【Watch Japanese black stockings female doctor gives oral sex service to patients Online】

A security researcher has uncovered a flaw in Slack that could've been exploited to steal files over the business messaging app and Watch Japanese black stockings female doctor gives oral sex service to patients Onlinepotentially spread malware.

The flaw involves Slack's Windows desktop app, and how it can automatically send downloaded files to a certain destination—whether it be on your PC or to an online storage server. You can set a download location in the app's preferences section. However, David Wells, a researcher at the security firm Tenable, noticed there's another way to configure the option: Via a special link.

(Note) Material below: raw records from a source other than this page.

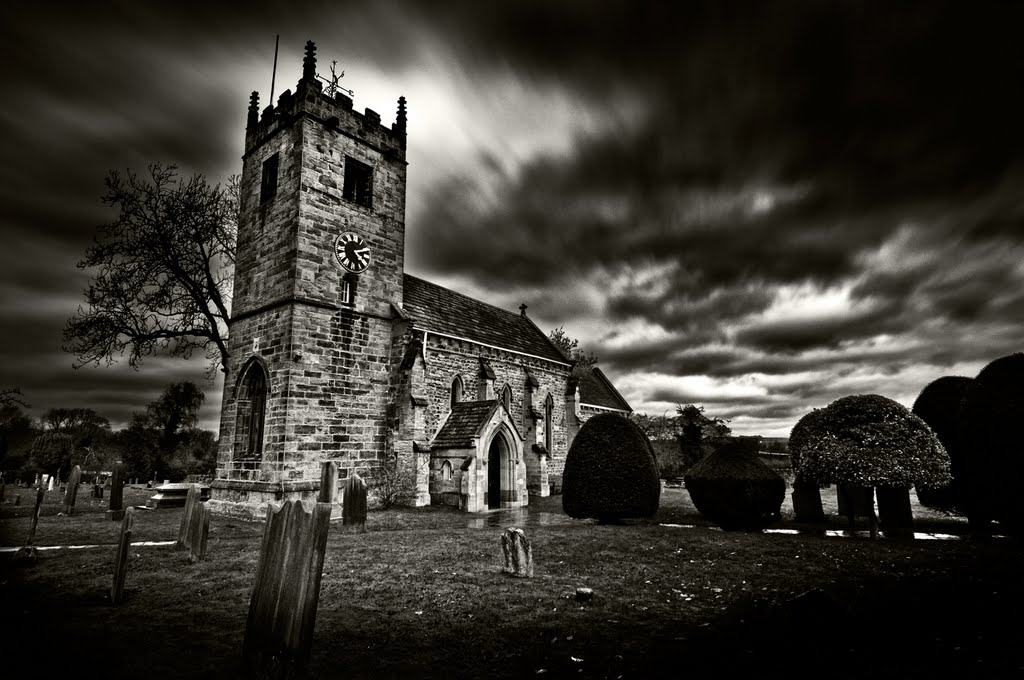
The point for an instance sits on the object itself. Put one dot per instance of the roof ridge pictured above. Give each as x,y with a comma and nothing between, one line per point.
472,299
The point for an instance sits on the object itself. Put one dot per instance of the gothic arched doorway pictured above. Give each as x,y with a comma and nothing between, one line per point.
500,473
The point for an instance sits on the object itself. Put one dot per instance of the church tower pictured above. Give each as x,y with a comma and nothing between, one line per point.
318,266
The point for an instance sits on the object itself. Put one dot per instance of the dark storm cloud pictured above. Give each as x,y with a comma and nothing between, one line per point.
880,113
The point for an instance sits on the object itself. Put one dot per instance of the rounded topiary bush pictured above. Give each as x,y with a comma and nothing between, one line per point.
939,406
807,429
871,440
735,490
610,472
992,445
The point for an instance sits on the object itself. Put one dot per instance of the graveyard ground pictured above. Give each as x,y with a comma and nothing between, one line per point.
421,594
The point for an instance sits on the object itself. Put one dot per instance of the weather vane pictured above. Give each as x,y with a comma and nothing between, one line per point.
332,84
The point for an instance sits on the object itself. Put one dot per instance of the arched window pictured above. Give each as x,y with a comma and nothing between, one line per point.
456,390
549,434
250,410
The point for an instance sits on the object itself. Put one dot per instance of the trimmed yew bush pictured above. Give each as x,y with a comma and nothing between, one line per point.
939,405
872,440
735,490
993,449
807,428
610,472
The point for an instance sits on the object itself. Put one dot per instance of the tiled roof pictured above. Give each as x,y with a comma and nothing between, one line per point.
435,308
597,390
463,424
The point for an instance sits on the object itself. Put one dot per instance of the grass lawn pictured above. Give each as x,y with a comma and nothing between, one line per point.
421,594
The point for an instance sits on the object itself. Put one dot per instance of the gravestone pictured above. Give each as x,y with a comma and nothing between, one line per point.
116,509
121,561
27,553
517,553
193,508
895,513
857,501
199,534
283,608
353,512
329,482
72,493
807,503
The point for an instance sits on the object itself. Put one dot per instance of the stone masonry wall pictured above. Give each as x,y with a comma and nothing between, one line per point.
448,357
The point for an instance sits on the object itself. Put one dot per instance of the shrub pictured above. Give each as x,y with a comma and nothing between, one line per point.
735,490
806,429
610,471
871,440
52,452
991,462
939,406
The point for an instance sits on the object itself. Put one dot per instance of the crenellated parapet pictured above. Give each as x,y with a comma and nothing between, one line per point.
336,113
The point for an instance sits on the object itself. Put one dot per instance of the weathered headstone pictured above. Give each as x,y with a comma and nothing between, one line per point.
27,553
857,501
121,562
517,552
353,512
807,502
72,493
283,608
200,533
193,506
895,512
116,508
329,481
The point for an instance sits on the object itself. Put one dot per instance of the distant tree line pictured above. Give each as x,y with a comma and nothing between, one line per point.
163,440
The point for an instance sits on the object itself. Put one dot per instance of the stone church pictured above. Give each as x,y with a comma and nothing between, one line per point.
338,354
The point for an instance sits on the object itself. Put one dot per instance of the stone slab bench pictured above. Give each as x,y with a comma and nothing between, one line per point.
173,496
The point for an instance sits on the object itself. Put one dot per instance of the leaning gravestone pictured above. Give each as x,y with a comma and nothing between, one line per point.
194,507
27,553
517,553
121,562
116,511
72,493
283,608
199,534
353,512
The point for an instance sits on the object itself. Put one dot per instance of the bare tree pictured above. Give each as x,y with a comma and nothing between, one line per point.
163,270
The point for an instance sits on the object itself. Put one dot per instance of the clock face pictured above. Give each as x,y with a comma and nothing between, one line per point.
352,252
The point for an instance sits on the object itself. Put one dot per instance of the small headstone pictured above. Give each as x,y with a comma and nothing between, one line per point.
121,562
353,512
72,493
193,506
200,533
585,594
329,481
27,553
283,607
517,553
116,510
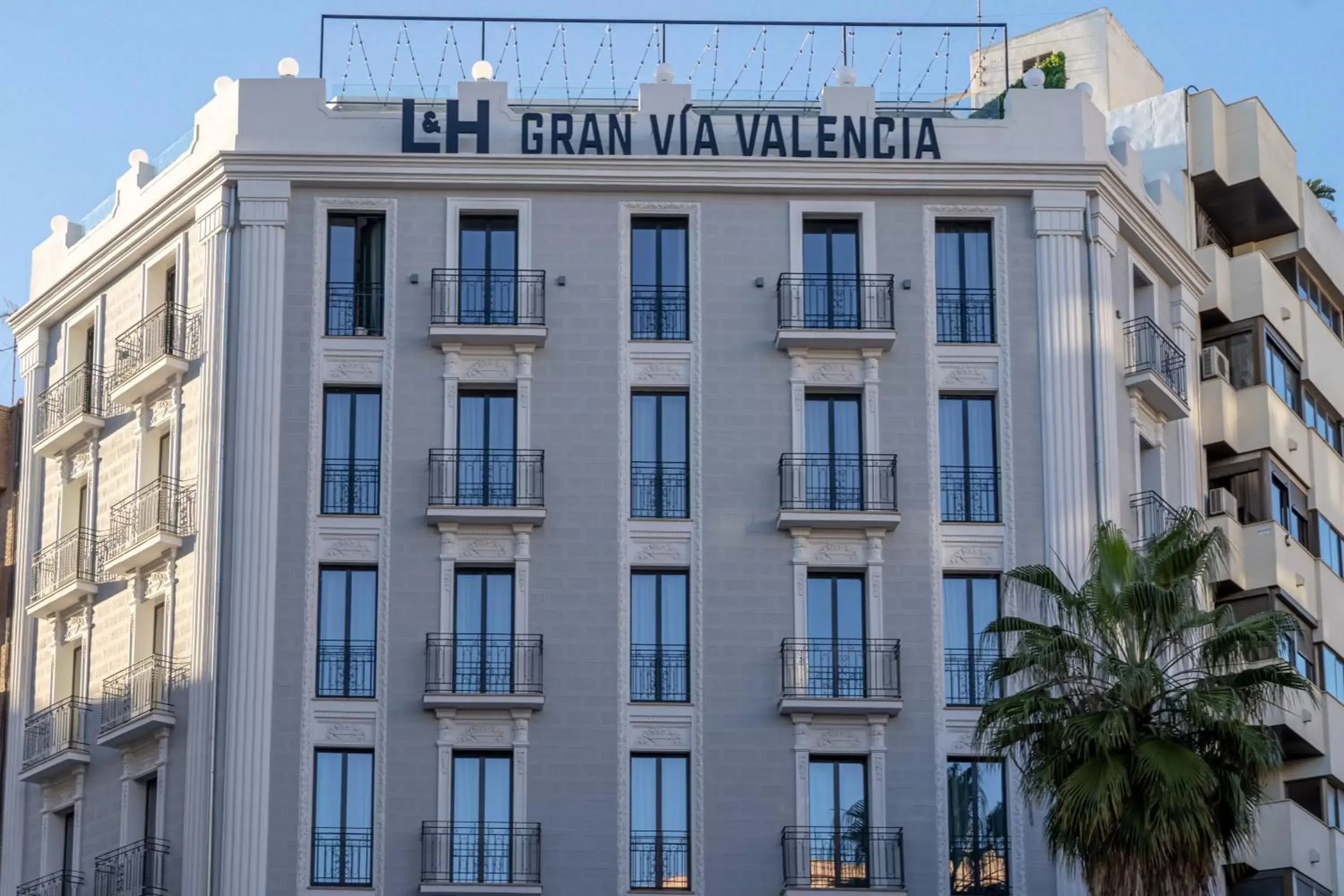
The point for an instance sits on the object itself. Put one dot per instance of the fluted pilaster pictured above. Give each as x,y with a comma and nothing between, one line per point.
250,464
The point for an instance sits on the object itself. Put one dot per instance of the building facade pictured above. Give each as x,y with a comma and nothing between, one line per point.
486,496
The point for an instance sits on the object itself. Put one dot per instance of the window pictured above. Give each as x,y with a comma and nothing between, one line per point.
659,646
354,275
968,454
660,849
978,824
659,279
343,818
964,281
488,257
351,450
347,632
659,473
969,603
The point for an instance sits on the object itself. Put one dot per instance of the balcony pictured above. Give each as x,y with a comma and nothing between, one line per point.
1154,516
659,314
836,311
838,491
496,671
138,702
152,353
56,741
967,676
1155,367
69,410
979,864
967,316
843,859
65,573
486,485
136,870
1242,167
354,310
969,495
148,524
480,857
851,676
660,860
660,489
476,307
659,673
62,883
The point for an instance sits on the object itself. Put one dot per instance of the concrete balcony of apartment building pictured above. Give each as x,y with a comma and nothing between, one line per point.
138,702
1288,836
69,412
152,353
1253,418
476,307
840,676
836,311
483,672
1242,167
486,485
1155,369
838,492
1246,287
148,524
65,573
56,741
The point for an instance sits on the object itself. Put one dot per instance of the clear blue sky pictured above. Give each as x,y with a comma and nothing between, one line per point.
89,81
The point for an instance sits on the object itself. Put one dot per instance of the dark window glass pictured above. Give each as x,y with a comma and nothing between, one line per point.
660,823
343,818
351,448
347,632
659,645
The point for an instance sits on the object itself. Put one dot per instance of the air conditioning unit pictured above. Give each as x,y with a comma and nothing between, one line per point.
1214,363
1222,501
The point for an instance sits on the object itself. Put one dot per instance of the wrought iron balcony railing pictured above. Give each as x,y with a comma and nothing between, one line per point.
468,852
62,883
479,297
836,302
486,477
170,331
343,856
1148,349
971,495
659,312
351,485
967,676
842,857
838,482
136,692
660,860
346,667
474,664
660,489
72,558
60,727
136,870
659,673
979,866
80,392
354,310
1152,515
965,315
164,505
840,668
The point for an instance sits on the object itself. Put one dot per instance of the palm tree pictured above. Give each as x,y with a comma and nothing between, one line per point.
1137,715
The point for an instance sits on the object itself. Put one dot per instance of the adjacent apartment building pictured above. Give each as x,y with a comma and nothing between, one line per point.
570,496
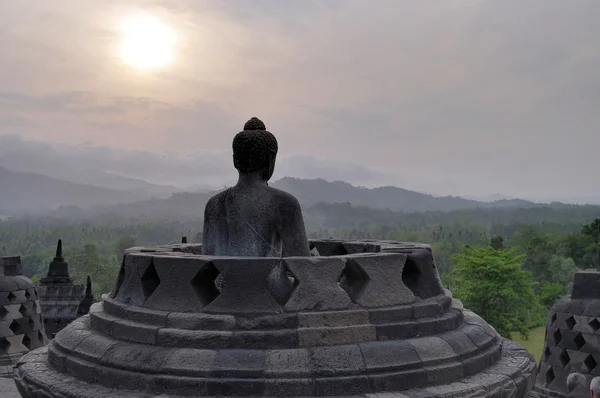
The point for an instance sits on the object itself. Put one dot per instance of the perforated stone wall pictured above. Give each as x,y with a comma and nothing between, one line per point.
21,328
572,342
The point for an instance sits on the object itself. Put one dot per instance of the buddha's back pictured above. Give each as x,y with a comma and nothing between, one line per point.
252,219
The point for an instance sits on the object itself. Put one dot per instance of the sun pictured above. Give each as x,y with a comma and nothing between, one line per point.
147,43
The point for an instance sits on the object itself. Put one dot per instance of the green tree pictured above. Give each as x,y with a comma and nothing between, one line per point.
497,242
593,230
493,284
122,244
550,292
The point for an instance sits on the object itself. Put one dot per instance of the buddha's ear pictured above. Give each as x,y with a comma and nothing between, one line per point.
271,169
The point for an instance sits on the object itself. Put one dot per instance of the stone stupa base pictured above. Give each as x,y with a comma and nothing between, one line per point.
512,376
372,322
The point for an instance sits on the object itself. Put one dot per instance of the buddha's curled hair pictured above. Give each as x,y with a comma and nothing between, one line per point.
252,147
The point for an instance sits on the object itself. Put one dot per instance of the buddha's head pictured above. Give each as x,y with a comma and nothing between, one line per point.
255,150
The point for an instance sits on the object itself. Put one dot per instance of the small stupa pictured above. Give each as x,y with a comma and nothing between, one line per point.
21,327
572,339
62,301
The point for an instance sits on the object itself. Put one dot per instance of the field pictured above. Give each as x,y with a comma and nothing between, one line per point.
535,343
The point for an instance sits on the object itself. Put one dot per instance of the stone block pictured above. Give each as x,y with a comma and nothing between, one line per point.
397,381
316,286
287,363
239,363
196,321
461,344
327,248
131,290
313,337
433,349
336,360
193,339
266,322
189,362
289,388
147,359
347,386
398,330
240,387
259,339
390,356
386,315
136,332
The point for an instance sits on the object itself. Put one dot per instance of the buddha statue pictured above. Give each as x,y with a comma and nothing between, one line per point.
252,219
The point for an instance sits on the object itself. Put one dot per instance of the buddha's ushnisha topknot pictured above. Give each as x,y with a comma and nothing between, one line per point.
254,124
253,147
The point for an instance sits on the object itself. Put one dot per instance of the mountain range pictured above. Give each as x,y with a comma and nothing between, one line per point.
97,193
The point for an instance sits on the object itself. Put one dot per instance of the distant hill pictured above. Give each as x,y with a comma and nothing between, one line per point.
310,192
190,205
22,192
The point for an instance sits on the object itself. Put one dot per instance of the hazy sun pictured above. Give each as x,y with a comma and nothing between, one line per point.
146,42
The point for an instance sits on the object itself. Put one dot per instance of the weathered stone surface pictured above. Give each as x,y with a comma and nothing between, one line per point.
252,219
316,286
21,327
249,340
245,287
385,287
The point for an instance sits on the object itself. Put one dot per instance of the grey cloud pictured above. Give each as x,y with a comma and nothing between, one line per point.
463,96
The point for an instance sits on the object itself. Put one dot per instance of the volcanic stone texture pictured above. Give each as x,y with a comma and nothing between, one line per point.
572,338
343,325
21,328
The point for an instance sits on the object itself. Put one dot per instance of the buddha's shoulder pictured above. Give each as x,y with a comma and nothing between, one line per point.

"Crafting a link like 'slack://settings/?update={ 'PrefSSBFileDownloadPath':'}' would change the default download location if clicked," Wells wrote in a blog post on the vulnerability.

Wells realized the same function could be abused. Imagine a hacker using the links to secretly reconfigure a Slack desktop app to send all downloaded files to an outside server. "Using this attack vector, an insider could exploit this vulnerability for corporate espionage, manipulation, or to gain access to documents outside of their purview," Well's security firm Tenable said in a separate report.

Mashable Light Speed Want more out-of-this world tech, space and science stories? Sign up for Mashable's weekly Light Speed newsletter. By clicking Sign Me Up, you confirm you are 16+ and agree to our Terms of Use and Privacy Policy. Thanks for signing up!

Original image has been replaced. Credit: Mashable

The vulnerability can also pave the way for potential malware infections. Any downloaded files sent to the hacker-controller server can be altered and booby-trapped to include malicious code. The attack will commence once the victim opens the file on the Slack desktop app.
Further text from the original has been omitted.